Wednesday, February 15, 2012

Melting.

In the last few years, I've started to think of my writing process as "tempering the weirdness," which is all well and good by itself. My work does tend to start out very strange and boil down to much more straightforward stories by the end and it's stronger for that. But as of late I think I've been clamping down too much, not embracing the stage for what it is - a stage. Setting scenes in concrete places, in living rooms and lobbies - making it feel solid.

Solid.

Too solid.

No. No.

My theater is liquid.

I was happy with where my writing was two years ago, when I told a story on a bare stare with lights and sound and dialogue - poetry, if that's not too pretentious of me. Two and three years ago, when my protagonist told the world she didn't call the shots and yet exhibited masterful control over lighting cues. Self-aware. Theater as theater.

There is a time and place for realism, but I miss creating magic.

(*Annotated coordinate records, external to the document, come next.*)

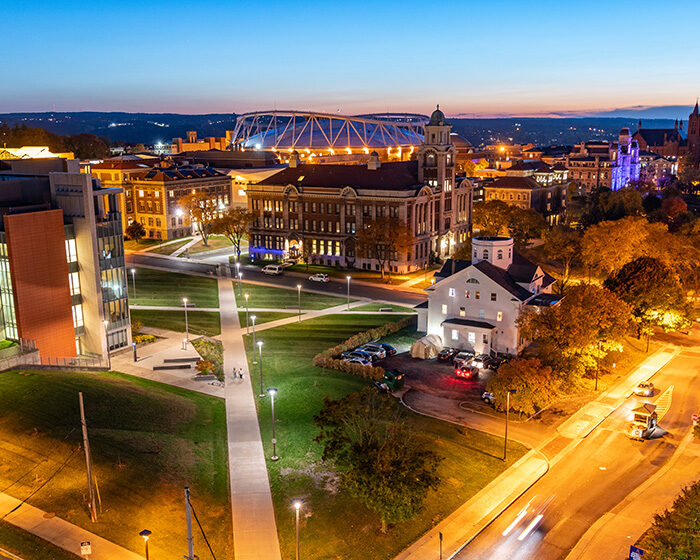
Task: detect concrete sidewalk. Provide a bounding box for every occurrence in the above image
[218,277,280,560]
[566,429,700,560]
[0,493,143,560]
[395,450,549,560]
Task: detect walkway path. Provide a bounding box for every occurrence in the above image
[0,493,143,560]
[219,277,281,560]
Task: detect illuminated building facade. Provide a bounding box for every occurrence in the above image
[0,159,131,362]
[248,110,472,273]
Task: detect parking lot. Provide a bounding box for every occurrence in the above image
[377,352,495,412]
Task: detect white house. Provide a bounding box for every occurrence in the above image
[416,237,559,355]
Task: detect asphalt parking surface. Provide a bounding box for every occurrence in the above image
[377,352,495,411]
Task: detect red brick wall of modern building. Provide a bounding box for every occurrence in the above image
[4,210,76,360]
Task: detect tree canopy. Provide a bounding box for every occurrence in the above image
[314,387,442,532]
[357,216,413,278]
[604,257,691,330]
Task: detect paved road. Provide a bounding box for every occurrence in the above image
[126,253,427,306]
[455,352,700,560]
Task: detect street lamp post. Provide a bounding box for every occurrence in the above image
[182,298,190,344]
[268,387,279,461]
[102,319,112,370]
[297,284,301,323]
[258,340,265,398]
[294,500,304,560]
[250,315,255,350]
[139,529,151,560]
[503,389,515,461]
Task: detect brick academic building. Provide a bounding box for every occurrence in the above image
[248,109,472,273]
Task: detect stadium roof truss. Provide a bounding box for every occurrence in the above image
[231,111,428,150]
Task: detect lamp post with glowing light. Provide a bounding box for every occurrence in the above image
[258,340,265,398]
[268,387,279,461]
[102,319,112,370]
[292,500,304,560]
[297,284,301,323]
[182,298,190,344]
[139,529,151,560]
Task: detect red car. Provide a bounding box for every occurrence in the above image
[455,363,479,379]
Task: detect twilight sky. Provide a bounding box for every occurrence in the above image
[5,0,700,116]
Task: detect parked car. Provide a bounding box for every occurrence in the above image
[634,381,654,397]
[263,264,284,276]
[375,342,396,356]
[343,358,372,367]
[472,354,489,369]
[359,342,386,360]
[452,350,474,366]
[438,346,459,362]
[455,362,479,379]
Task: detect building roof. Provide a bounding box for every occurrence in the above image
[258,161,421,190]
[634,128,683,146]
[485,176,543,189]
[435,251,558,301]
[139,167,227,182]
[442,318,496,330]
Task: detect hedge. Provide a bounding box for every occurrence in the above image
[313,316,416,381]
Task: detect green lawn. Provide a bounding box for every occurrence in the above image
[233,282,354,312]
[131,309,221,336]
[187,235,233,255]
[246,314,524,560]
[128,268,219,307]
[352,303,416,313]
[0,521,80,560]
[238,311,297,327]
[147,238,192,255]
[0,370,233,560]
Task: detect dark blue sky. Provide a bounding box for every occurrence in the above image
[5,0,700,115]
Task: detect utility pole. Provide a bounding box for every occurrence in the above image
[185,486,195,560]
[78,392,97,523]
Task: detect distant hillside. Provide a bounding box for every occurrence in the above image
[0,112,236,144]
[0,111,690,146]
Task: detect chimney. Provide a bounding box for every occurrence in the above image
[367,152,382,171]
[289,150,299,167]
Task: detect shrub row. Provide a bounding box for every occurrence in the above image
[313,316,416,381]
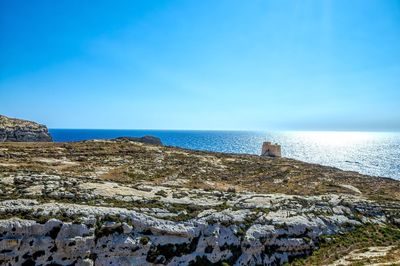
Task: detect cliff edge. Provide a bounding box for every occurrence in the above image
[0,115,52,142]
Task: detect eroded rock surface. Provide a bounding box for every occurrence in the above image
[0,115,52,142]
[0,140,400,265]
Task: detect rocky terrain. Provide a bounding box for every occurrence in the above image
[0,115,52,142]
[0,139,400,265]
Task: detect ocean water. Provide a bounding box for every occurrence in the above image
[50,129,400,180]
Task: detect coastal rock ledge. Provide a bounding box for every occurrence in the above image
[0,115,52,142]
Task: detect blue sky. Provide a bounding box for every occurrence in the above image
[0,0,400,131]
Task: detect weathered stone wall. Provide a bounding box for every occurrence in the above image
[261,142,281,157]
[0,197,393,265]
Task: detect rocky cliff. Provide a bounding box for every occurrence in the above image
[0,115,52,142]
[0,140,400,265]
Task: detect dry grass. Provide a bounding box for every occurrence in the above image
[0,141,400,200]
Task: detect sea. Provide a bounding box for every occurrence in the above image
[49,129,400,180]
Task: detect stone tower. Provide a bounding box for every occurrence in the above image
[261,142,281,157]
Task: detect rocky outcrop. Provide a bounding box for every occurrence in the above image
[0,139,400,266]
[113,136,163,146]
[0,195,399,265]
[0,115,52,142]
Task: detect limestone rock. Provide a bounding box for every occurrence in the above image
[113,136,163,146]
[0,115,52,142]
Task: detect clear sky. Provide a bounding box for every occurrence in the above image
[0,0,400,131]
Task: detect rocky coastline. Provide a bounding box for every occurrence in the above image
[0,115,52,142]
[0,117,400,265]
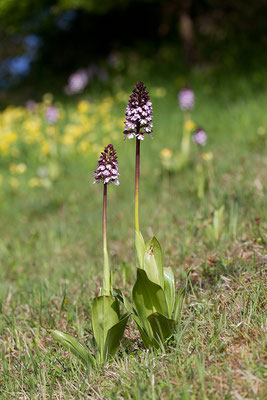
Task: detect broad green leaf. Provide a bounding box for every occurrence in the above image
[51,330,96,366]
[114,289,146,326]
[105,313,131,360]
[113,289,134,313]
[164,267,175,318]
[144,236,164,290]
[148,313,175,347]
[135,231,146,268]
[174,275,188,329]
[133,268,168,337]
[92,296,120,362]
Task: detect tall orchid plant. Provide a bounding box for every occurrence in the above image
[178,87,195,162]
[51,144,130,365]
[121,82,187,348]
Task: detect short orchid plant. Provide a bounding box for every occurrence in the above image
[51,144,130,366]
[120,82,187,348]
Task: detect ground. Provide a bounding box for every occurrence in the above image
[0,73,267,400]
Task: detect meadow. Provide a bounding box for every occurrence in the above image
[0,68,267,400]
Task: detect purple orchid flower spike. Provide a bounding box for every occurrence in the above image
[92,144,120,185]
[123,82,153,140]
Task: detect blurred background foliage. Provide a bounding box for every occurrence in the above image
[0,0,267,105]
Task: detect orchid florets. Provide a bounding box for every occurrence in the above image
[123,82,153,140]
[92,144,120,185]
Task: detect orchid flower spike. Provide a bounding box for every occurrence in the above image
[123,82,153,140]
[92,144,120,185]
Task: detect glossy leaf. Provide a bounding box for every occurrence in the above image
[144,237,164,290]
[133,268,168,338]
[104,313,130,361]
[135,231,146,268]
[148,313,176,347]
[51,330,96,366]
[164,267,175,318]
[92,296,119,363]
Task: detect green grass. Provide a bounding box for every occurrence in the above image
[0,73,267,400]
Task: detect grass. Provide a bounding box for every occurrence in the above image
[0,69,267,400]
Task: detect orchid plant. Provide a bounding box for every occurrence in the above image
[178,87,195,162]
[193,128,207,200]
[119,82,187,348]
[51,144,130,366]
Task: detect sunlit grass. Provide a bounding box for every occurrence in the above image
[0,73,267,399]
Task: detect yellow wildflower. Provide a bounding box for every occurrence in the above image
[77,100,90,114]
[0,131,18,154]
[9,163,27,174]
[46,125,58,138]
[8,178,19,189]
[160,148,173,160]
[41,141,51,155]
[184,119,196,131]
[28,178,42,187]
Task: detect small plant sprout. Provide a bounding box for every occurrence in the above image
[121,82,187,348]
[178,87,195,163]
[52,144,130,366]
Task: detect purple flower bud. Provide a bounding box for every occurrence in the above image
[123,82,153,140]
[25,100,37,111]
[193,128,207,147]
[178,87,195,111]
[45,106,59,124]
[92,144,120,185]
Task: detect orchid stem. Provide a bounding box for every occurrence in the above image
[134,138,140,233]
[103,183,111,296]
[181,112,190,158]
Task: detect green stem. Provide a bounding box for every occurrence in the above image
[103,183,111,296]
[134,138,140,233]
[181,112,190,158]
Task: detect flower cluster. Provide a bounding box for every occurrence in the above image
[193,128,207,147]
[178,87,195,111]
[124,82,153,140]
[92,144,120,185]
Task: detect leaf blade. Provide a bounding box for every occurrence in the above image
[51,330,96,366]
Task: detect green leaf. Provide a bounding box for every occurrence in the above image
[113,289,134,313]
[92,296,120,363]
[164,267,175,317]
[105,313,131,360]
[148,313,176,347]
[174,274,188,329]
[133,268,168,338]
[135,231,146,268]
[144,236,164,290]
[51,330,96,366]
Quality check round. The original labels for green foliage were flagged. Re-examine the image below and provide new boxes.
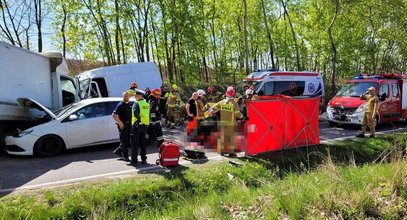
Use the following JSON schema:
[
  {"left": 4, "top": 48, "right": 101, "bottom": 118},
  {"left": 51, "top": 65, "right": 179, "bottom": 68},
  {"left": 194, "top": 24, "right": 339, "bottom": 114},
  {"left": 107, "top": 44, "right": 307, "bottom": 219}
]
[{"left": 46, "top": 0, "right": 407, "bottom": 85}]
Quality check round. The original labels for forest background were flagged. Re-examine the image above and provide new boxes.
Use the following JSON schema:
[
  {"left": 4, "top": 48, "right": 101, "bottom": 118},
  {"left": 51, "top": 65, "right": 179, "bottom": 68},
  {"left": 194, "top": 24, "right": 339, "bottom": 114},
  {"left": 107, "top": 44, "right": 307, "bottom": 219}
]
[{"left": 0, "top": 0, "right": 407, "bottom": 94}]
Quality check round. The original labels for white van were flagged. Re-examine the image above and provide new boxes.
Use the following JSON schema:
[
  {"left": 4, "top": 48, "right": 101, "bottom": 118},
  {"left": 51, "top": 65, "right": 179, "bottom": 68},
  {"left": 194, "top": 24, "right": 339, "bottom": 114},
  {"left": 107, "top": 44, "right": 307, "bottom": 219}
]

Time to peel back the restraints. Time to let the weirdness back in. Time to dig down and find the poetry again.

Okay.

Here goes.

Monday, February 13, 2012

If I ever write a Hipster Rom-Com

I will string together all of the false starts from my life into something that panders to a very specific demographic that can't be bothered to give a damn. (These all happened but they were not all with the same person and they are certainly not in order)

Boy and girl will meet at the zoo. It will be winter, and freezing, and you'd have to be stupid to actually be at the zoo that day. They will walk around all day without encountering a single other living person and lament that the geladas are indoors for winter and watch seals swim around in the courtyard. They'll buy bagels at a sketchy grocery store in the Bronx and take the train all the way back into the city together, talking the whole way about what kinds of quirky hipster literature they like and then something will happen. (Unlike real life, where nothing happened.)

She'll post ambiguous song lyric Facebook statuses that he'll respond with coded confessions of love and she'll have something witty to say back, and not something asinine, and they'll realize that the feeling's mutual instead of just one person lying awake all night wondering if they really deserve to have good things happen to them.

They'll watch a terrible movie together. Maybe it's The Room. It's not even worth paying attention. He feels her up, and she lets him, instead of repeatedly moving his hands to some part of her body she's more comfortable with him touching, because that sends all the wrong signals, and later that night he'll kiss her instead of muttering, "Sorry, I made that awkward."

In this stupid Hipster Rom-Com, I'm actually played by Zooey Deschanel, or someone who looks like her, instead of just hopelessly copying her hairstyle, even though I'm too tall and too curvy and my eyes are too dark. And the critics will call it contrived and stupid and I will say, "No, no, this is my life, you don't understand, this is my life, only edited. All I did was make it better."